One elicitor-based fungicide that has achieved full registration as a pesticide is UPL’s Iodus, which is currently registered for use in winter wheat.
The product contains the active laminarin which is extracted from seaweed but behaves differently to seaweed extracts typically found in biostimulants, says Greg Hanna, technical specialist and trials manager for UPL. This molecule tricks plants into thinking they are already under attack from disease.
Mr Hanna says: “Normally when a plant comes under attack from a pathogen it will take around 48 hours to mount its natural defence processes.
“Using laminarin ahead of disease transmission, you’re telling the plant to arm its defences before a pathogen attack so you don’t have that 48-hour window where the pathogen can get in without too much resistance from the crop.”
Laminarin is said to offer multiple lines of defence – it signals for increased lignification to create a thicker cell wall that is harder for the pathogen to penetrate. Secondly, it promotes the release of phytoalexins and proteins produced by the plant that attack a fungal pathogen. If present in good numbers, these will fight back and cut down on the pathogen’s ability to create a reservoir of infection in the crop, says UPL.
“Phytoalexins can almost be thought of as a multisite response because they will bind at different sites on a pathogen and interact in a number of ways. We’ve seen good data on reducing the rates of other chemistry and getting a good return on investment and strengthening some of the chemistry under pressure.”
Iodus is best used in a preventative scenario and is positioned to be sprayed at T0. Although only leaf 4 is present as an immediate target, the flag leaf and leaf 2 are bound within the stem but not yet visible, making it a good point to prime the plant, says Mr Hanna.
“You’ve got all the structures and organs that the plant’s going to need going forward.

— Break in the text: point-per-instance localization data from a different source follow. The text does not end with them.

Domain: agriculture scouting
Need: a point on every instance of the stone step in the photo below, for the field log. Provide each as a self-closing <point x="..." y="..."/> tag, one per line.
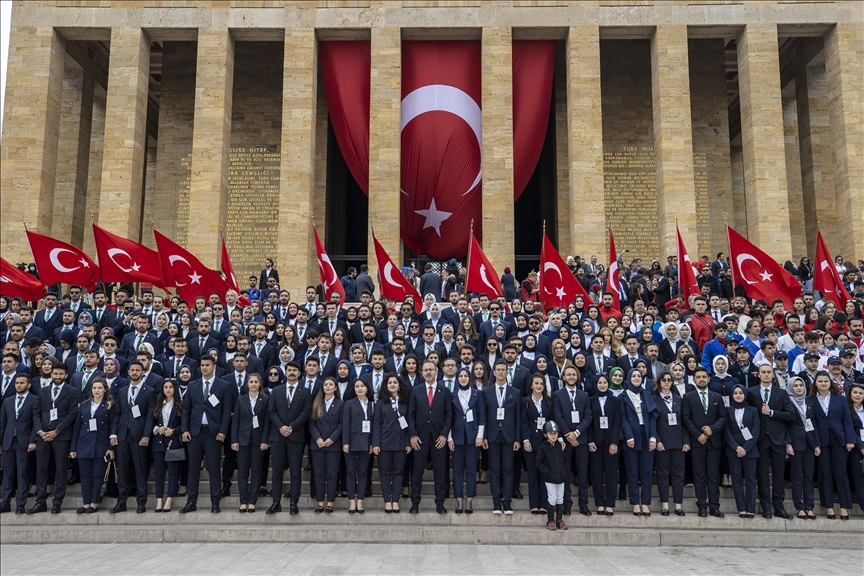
<point x="501" y="531"/>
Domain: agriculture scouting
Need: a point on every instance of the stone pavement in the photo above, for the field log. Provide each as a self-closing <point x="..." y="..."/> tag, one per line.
<point x="465" y="560"/>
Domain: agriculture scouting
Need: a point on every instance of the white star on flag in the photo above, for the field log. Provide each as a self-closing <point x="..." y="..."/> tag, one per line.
<point x="434" y="217"/>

“Because laminarin triggers systemic resistance, you’re not just priming the cells you hit with the spray, the reaction is cascaded through all cells and plants and the whole plant is switched on in terms of defence. You’ve effectively protected leaf 1, 2 and 3 before they were ever vulnerable to pathogen attack.”

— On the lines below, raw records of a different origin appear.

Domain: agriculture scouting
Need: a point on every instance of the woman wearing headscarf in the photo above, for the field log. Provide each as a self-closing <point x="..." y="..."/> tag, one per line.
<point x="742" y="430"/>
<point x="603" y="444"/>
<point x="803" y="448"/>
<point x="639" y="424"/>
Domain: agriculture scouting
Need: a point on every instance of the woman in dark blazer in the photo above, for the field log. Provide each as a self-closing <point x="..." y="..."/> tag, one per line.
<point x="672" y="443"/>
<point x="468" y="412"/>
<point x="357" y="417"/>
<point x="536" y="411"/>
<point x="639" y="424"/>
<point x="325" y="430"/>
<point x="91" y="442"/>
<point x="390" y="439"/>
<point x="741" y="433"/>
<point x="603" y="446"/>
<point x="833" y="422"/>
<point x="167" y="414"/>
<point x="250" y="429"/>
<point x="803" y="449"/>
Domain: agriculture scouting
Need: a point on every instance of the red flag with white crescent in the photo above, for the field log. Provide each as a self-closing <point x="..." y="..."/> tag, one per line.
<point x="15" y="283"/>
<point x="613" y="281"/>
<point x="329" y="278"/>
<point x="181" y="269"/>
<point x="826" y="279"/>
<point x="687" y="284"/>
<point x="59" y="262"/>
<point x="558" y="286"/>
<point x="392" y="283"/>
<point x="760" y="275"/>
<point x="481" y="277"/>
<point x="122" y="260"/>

Whether the product needs to be applied alongside other fungicides will depend on the target disease and how high pressure the scenario.
Unlike some biofungicides, elicitors can generally be tank mixed with other products because they are less susceptible to damage from chemistry, says Mr Hanna.
“We’ve seen Iodus perform well with other fungicides, but it depends on the pathogen you’re going after. For septoria, it performs very well on its own. However, for yellow rust we see a bit of efficacy, but not at a level that could be relied upon, so that’s where we’d suggest mixing with a triazole or a strobilurin.”
Laminarin’s mode of action has potential against a number of diseases and can trigger elicitation in a wide range of crops. Registration trials for further arable crops are ongoing.